Network theory allows relationships to be established between numerical parameters that describe the molecular structure of genes and proteins and their biological properties. These models can be considered as quantitative structure-activity relationships (QSAR) for biopolymers. The work described here concerns the first QSAR model for 122 proteins that are associated with human breast cancer (HBC), as identified experimentally by Sjöblom et al. (Science 2006, 314, 268) from over 10,000 human proteins. In this study, the 122 proteins related to HBC (HBCp) and a control group of 200 proteins that are not related to HBC (non-HBCp) were forced to fold in an HP lattice network.

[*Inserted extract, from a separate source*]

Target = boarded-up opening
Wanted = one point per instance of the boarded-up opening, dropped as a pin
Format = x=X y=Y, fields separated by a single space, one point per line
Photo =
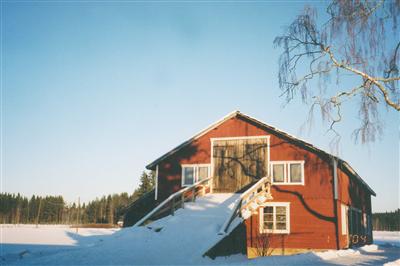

From these networks a series of electrostatic potential parameters (xi(k)) was calculated to describe each protein numerically. The use of xi(k) as an entry point to linear discriminant analysis led to a QSAR model to discriminate between HBCp and non-HBCp, and this model could help to predict the involvement of a certain gene and/or protein in HBC. In addition, validation procedures were carried out on the model and these included an external prediction series and evaluation of an additional series of 1000 non-HBCp. In all cases good levels of classification were obtained with values above 80%. This study represents the first example of a QSAR model for the computational chemistry inspired search of potential HBC protein biomarkers.